To explore the diagnostic value of recombinant heparin-binding hemagglutinin adhesin (HBHA) protein antigen in spinal tuberculosis.

Materials and methods

Forty patients with spinal tuberculosis were included in the experimental group and 40 healthy people were included in the control group. Serum IgG antibody expression level was detected with recombinant HBHA protein as the antigen, using enzyme-linked immunosorbent assay (ELISA) detection.

Results

Patients with spinal tuberculosis and healthy volunteers were included in this study. A total of 40 eligible patients with spinal tuberculosis were included (24 males and 16 females, aged 18-72 years, with an average age of 41.24 ± 15.74 years). Forty healthy people were included (21 males and 19 females, aged 18-70 years, with an average age of 41.33 ± 12.36 years). On comparing the groups, no significant difference was found in the general data (P >0.05). IgG antibody level in the experimental group was higher than that in the control group, and the difference was significant (P < 0.00001).

Conclusions

Detection of serum HBHA protein antibody is of great value in the auxiliary diagnosis of spinal tuberculosis, and high HBHA expression can be used as an indicator for diagnosis of spinal tuberculosis.

1 Introduction

According to the World Health Organization’s global tuberculosis control report of 2011, there were about 8.8 million new tuberculosis cases worldwide in 2010 [1]. Nearly 20 percent of these patients developed extrapulmonary tuberculosis, and 1% to 5% of these patients had spinal tuberculosis [2]. Spinal tuberculosis is a common form of joint tuberculosis and encompasses about 50% of cases of bone tuberculosis, and 1% to 3% of all cases of tuberculosis [3].
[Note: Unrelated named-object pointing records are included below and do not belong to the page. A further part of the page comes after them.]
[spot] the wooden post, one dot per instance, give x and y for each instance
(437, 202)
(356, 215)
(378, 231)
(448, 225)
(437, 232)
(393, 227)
Spinal tuberculosis is an occult disease, with the symptoms not being obvious and early diagnosis being difficult. Spinal tuberculosis is more common in young and middle-aged patients, mostly secondary to tuberculosis. The lesions of spinal tuberculosis are mostly located in the lumbar vertebra, followed by the thoracolumbar vertebra, upper thoracic vertebra, cervical vertebra and lumbosacral vertebra. Spinal tuberculosis starts slowly and patients usually seek treatment only when they have severe pain, obvious deformities or neurological symptoms. However, irreversible neurological deficits often occur in the later stages of the disease, so early diagnosis is critical [4]. The detection rates of traditional tuberculosis detection methods (such as tuberculin test, smear staining microscopy, Mycobacterium tuberculosis culture, and molecular biology method) for spinal tuberculosis are significantly lower than those for detecting pulmonary tuberculosis [3]. Therefore, it is especially necessary to explore new auxiliary examination methods for spinal tuberculosis.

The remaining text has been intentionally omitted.